The outcome was that the court had ordered that the existing strategy be fleshed out and amended within eight months, setting the deadline to March 2023, which has just passed.

So far, the green groups which initiated the action are reserving judgement, waiting for an analysis the from the Climate Change Committee (CCC), which won’t deliver its views until the summer. Meanwhile, they are warning government that it is not safe from further legal action. This means, potentially, that there could be a repeat of last year’s process, with the government having to produce yet another strategy.

The overall impression gained from this dynamic is that the government and the greens are engaged is a surreal game of “chicken” with the two sides facing each other off, each hoping that the other will give way.

At this point, there is no indication whatsoever that the well-funded and determined Green lobby is prepared to back down, effectively turning the rest of the nation into spectators of a gigantic battle of wills, in which we have no direct part.

Somewhere along the line, as the government bleats about its self-imposed legal obligations, we seem to have lost sight of the doctrine that no parliament may bind another. What has been done by way of mandatory targets or specific timescales can be undone, given the political will.

A robust government, sure of its ground, could put the issue to the nation at the general election next year or, better still, to a separate referendum where support for the policy could be properly tested without the message being blurred by other issues, as was the case in the 2019 election.

As it stands, it now begins to come clear why the government is pouring out a torrent of documentation, perhaps hoping that volume can make up for lack of clarity and bankable commitments.

As a harbinger for the way any future action might go, Edie cites Friends of the Earth’s head of policy Mike Childs. He says: “It is deeply troubling that, by its own admission, the government’s quantified plans don’t fully meet legal targets for reducing UK emissions, let alone the deeper cuts that Prime Minister Rishi Sunak promised at international climate talks just four months ago”.

Childs says that he and his team “are ready to take legal action again if necessary” and called the delivery of plans aligned with legal climate commitments “the absolute minimum of the urgent action needed”.

Here, the disclosures in The Times might have their greatest impact. Says Edie, land use, agriculture, buildings and heat were found last year to be some of the slowest British sectors to decarbonise by the CCC. The Committee warned of “glacial” progress in agriculture and “major failures in delivery programmes” in the other areas.

Amongst other measures, the CCC wants to see an increase tree in planting, bringing UK forestry cover up from 13 to at least 17 percent by 2050, through planting around 30,000 hectares (90 – 120 million trees) each year.

The Committee wants to see low-carbon farming practices, such as “controlled-release” fertilisers, improving livestock health and slurry acidification, restored peatlands and an expansion of energy crop planting.

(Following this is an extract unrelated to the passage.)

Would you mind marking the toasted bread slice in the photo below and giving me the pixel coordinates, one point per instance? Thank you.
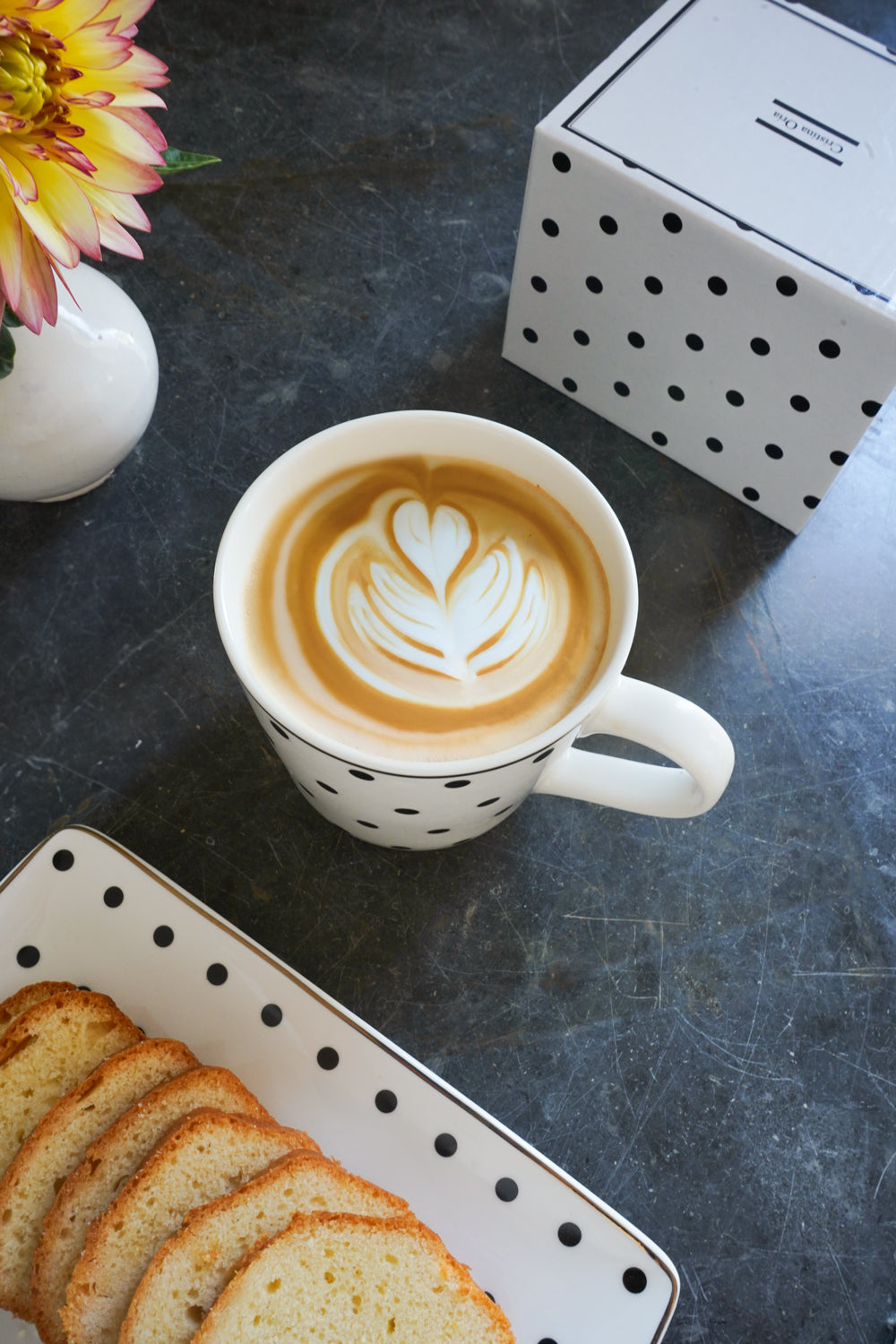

But hidden in all this is a determined attempt to reach into our kitchens and dining rooms, with the Committee demanding that we reduce our consumption of the most carbon-intensive foods. This means, as a nation, we will be required to reduce our consumption of beef, lamb and dairy by at least 20 percent per person.

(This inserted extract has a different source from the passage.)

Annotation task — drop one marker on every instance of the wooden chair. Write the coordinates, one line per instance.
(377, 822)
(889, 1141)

Even before the latest disclosures, the lobby group Carbon Brief believed that new plans on low-carbon farming were no more ambitious than their predecessors, while a land use strategy which was expected from Defra in January is now not expected until June.

Given the sensitivity of measures needed to meet net-zero targets, and the hostile reaction of Dutch farmers (amongst others), being tied down to specific commitments is something the government can do without. Yet, as the noose tightens, it will be forced to act. And when it comes to forcing individuals to cut back on meat and dairy consumption, all one can say is “good luck with that”.

One can see why the government might want all this to go away, but it is now caught in a trap of its own making. It will have to fight to extricate itself as the wriggle-room is running out.

A battle not reported, though, is a battle the government might not wish to join. We need a media marching to the sound of the guns.